Can you honestly tell me that your current website has high quality content on it?

Is it a site that YOU yourself would want to read?

There's been a lot of pandemonium (no pun intended, see below) in the last few weeks regarding important changes to the way Google ranks websites.

We've all known for quite some time, especially intuitively, that creating a high-quality website with great content, is the true way to win the hearts and minds of your target audience.

But never has that been thoroughly backed up more powerfully by Google's own search team than in the last several months as they worked hard to rid their search results of "empty" and "spammy" content.

You know these sites as those you would typically find when you searched for something like "How to get rid of a cold" and other topics where you were slammed with generic, repetitive and frankly, poorly written content in the first 10 results.

Google finally did something about it in what was called the "Farmer/Panda" update:

  •  "Farmer" because it was designed to get rid of "content farm" websites whose sole purpose was to get ranked on the search engines with sometimes vapid and excruciatingly crappy content.
  • "Panda" because that is the name of the Google engineer who came up with the algorithm to help solve this problem.

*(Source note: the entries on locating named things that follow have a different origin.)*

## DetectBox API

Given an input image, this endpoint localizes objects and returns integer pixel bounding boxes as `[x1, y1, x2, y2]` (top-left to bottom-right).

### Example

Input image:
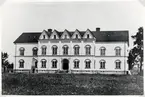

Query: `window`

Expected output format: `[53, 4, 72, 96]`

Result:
[85, 59, 91, 68]
[76, 34, 78, 38]
[43, 35, 45, 39]
[19, 59, 24, 68]
[100, 47, 106, 56]
[33, 47, 38, 56]
[87, 34, 90, 38]
[42, 45, 46, 55]
[54, 35, 56, 39]
[115, 60, 121, 69]
[52, 59, 57, 68]
[52, 45, 57, 55]
[115, 47, 121, 56]
[41, 59, 46, 68]
[35, 61, 38, 68]
[63, 45, 68, 55]
[74, 59, 80, 68]
[100, 60, 106, 69]
[19, 47, 25, 56]
[64, 35, 67, 39]
[74, 45, 80, 55]
[85, 45, 91, 55]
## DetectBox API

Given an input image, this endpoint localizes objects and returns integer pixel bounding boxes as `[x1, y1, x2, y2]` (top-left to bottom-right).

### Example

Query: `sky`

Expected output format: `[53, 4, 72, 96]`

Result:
[0, 0, 145, 62]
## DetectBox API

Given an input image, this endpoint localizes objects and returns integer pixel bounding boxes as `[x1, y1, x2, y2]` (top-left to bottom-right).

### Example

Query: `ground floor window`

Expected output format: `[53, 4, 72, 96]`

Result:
[115, 60, 121, 69]
[100, 60, 106, 69]
[74, 60, 79, 68]
[52, 59, 57, 68]
[19, 59, 24, 68]
[41, 59, 46, 68]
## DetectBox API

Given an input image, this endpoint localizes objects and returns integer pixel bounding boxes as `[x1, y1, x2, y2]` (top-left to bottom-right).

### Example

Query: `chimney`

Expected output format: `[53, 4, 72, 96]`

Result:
[96, 28, 100, 31]
[48, 29, 52, 32]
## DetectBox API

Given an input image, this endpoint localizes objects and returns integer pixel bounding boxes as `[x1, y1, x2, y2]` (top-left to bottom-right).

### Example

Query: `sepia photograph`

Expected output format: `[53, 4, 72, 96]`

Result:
[0, 0, 145, 96]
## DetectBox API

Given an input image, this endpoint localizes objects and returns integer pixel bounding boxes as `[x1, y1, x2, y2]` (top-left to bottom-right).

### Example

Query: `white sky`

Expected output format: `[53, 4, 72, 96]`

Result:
[0, 0, 145, 62]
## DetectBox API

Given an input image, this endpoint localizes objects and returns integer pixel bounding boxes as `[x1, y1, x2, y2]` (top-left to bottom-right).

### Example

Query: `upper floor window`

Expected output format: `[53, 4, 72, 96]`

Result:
[52, 59, 57, 68]
[85, 45, 91, 55]
[43, 35, 45, 39]
[100, 60, 106, 69]
[100, 47, 106, 56]
[63, 45, 68, 55]
[74, 59, 80, 68]
[54, 35, 56, 39]
[32, 47, 38, 56]
[115, 47, 121, 56]
[19, 47, 25, 56]
[19, 59, 24, 68]
[41, 45, 47, 55]
[115, 60, 121, 69]
[52, 45, 57, 55]
[41, 59, 46, 68]
[85, 59, 91, 68]
[74, 45, 80, 55]
[87, 34, 90, 38]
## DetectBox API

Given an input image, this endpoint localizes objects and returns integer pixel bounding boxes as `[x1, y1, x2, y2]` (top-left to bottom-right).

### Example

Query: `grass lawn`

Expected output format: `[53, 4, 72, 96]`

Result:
[2, 73, 143, 95]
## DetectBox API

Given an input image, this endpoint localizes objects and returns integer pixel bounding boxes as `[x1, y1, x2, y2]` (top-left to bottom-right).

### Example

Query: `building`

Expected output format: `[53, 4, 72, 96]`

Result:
[14, 28, 129, 74]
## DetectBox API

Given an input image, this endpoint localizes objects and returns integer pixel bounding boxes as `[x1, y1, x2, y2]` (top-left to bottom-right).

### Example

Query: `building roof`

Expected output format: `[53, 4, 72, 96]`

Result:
[14, 32, 41, 43]
[14, 30, 129, 43]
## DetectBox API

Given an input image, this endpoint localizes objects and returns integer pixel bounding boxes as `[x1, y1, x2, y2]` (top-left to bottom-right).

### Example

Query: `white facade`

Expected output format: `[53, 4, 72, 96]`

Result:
[14, 28, 128, 74]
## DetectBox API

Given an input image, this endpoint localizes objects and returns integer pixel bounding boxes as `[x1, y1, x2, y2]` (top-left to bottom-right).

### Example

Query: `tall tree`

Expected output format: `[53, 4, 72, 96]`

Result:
[128, 27, 143, 71]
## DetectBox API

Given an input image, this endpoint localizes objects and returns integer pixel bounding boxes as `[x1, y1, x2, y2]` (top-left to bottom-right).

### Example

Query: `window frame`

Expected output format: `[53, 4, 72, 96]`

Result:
[100, 59, 106, 69]
[19, 47, 25, 56]
[19, 59, 25, 68]
[41, 59, 47, 68]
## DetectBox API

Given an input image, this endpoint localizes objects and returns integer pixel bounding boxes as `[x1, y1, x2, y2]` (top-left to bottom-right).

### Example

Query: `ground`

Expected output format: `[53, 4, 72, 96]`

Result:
[2, 73, 143, 95]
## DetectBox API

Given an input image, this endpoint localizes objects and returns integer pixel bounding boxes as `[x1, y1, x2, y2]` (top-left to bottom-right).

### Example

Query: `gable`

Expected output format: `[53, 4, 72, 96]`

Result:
[39, 30, 49, 39]
[72, 29, 81, 39]
[83, 29, 93, 38]
[61, 30, 70, 39]
[50, 30, 59, 39]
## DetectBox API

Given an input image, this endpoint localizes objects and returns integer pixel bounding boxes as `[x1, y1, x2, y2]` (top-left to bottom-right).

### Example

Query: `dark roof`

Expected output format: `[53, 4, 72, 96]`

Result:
[14, 30, 129, 43]
[14, 32, 41, 43]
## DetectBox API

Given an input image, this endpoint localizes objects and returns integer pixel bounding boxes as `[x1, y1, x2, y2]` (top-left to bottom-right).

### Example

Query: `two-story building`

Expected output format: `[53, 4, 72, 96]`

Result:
[14, 28, 129, 74]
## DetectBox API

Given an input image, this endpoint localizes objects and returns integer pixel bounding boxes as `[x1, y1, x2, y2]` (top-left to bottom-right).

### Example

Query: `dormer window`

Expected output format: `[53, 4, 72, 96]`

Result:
[87, 34, 90, 38]
[54, 35, 56, 39]
[76, 34, 78, 38]
[64, 35, 67, 39]
[43, 35, 45, 39]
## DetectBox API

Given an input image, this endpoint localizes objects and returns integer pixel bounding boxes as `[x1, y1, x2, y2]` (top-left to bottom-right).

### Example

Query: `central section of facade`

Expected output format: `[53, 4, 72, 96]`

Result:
[14, 28, 128, 74]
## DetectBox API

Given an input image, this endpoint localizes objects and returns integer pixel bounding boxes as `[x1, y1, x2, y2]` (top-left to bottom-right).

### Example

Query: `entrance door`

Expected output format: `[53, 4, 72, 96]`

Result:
[62, 59, 69, 70]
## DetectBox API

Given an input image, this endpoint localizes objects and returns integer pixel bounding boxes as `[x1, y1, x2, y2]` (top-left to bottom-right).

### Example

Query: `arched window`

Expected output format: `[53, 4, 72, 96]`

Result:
[32, 47, 38, 56]
[100, 47, 106, 56]
[52, 59, 57, 68]
[52, 45, 57, 55]
[100, 60, 106, 69]
[19, 59, 24, 68]
[19, 47, 25, 56]
[85, 59, 91, 68]
[74, 59, 80, 68]
[85, 45, 91, 55]
[41, 45, 47, 55]
[63, 45, 68, 55]
[115, 47, 121, 56]
[115, 60, 121, 69]
[74, 45, 80, 55]
[41, 59, 46, 68]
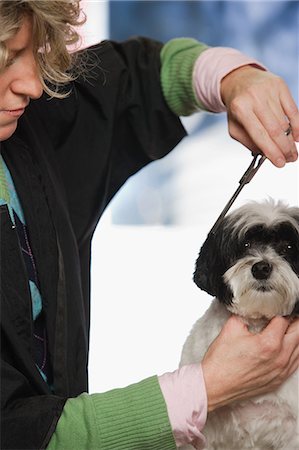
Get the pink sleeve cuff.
[193,47,267,112]
[159,364,207,450]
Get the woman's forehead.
[5,17,32,52]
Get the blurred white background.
[80,1,299,392]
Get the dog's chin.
[227,283,295,321]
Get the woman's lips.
[1,108,25,117]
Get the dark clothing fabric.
[0,38,185,449]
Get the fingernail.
[276,158,286,167]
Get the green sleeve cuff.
[47,377,176,450]
[160,38,209,116]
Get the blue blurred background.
[108,0,299,225]
[83,0,299,392]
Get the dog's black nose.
[251,261,272,280]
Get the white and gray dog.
[181,200,299,450]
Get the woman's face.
[0,17,43,141]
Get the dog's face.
[194,200,299,319]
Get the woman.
[0,0,299,450]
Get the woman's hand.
[202,316,299,411]
[221,66,299,167]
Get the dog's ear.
[193,223,229,296]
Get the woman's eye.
[5,57,16,67]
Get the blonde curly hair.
[0,0,85,97]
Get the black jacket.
[0,39,185,449]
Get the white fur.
[180,202,299,450]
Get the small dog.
[180,200,299,450]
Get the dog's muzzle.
[251,261,272,280]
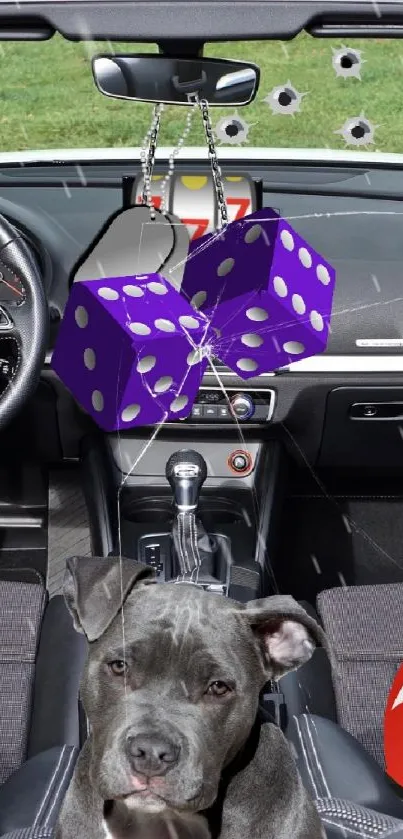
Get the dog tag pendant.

Why is this important for your business?

There are many reasons, but chief among them is simply because if you hire outside writers for your SEO, blog or website ad copy that aren't experts, enthusiasts or otherwise have a vested interest in creating amazing content, you WILL get penalized for said junky content as it gets churned out without being of the very highest caliber.

Some Quick Guidelines:

Here are a few of the guidelines Google listed on their blog that guide you through the process of knowing if your website is being viewed by Google's algorithm as a "spammy" or low quality website:

  • Would you trust the information presented in this article?
  • Does the site have duplicate, overlapping, or redundant articles on the same or similar topics with slightly different keyword variations?
  • Would you be comfortable giving your credit card information to this site?
  • Does the article provide original content or information, original reporting, original research, or original analysis?
  • Is this the sort of page you’d want to bookmark, share with a friend, or recommend?
  • Are the topics driven by genuine interests of readers of the site, or does the site generate content by attempting to guess what might rank well in search engines?
  • Does this article have an excessive amount of ads that distract from or interfere with the main content?
  • Would you expect to see this article in a printed magazine, encyclopedia or book?
  • and many more that I highly recommend you read here:


The Bottom Line:

If you want your company to rank higher in the search engines, it isn't nearly enough to "know" how to optimize your website or content.

Rather, it's vital that you now provide something of REAL value to your target customers and audience.

Intuitively we all "knew" this already, but now more than ever, Google is making sure that you don't take the easy way out and throw up some junk to try and rank quickly, but rather, put the necessary time and effort into creating a dedicated online presence that adds real value to those on the Internet.

It comes down to the golden rule:

Would YOU want to read your own content?

If the answer is no, then you better do something about it immediately, before Google does it for you!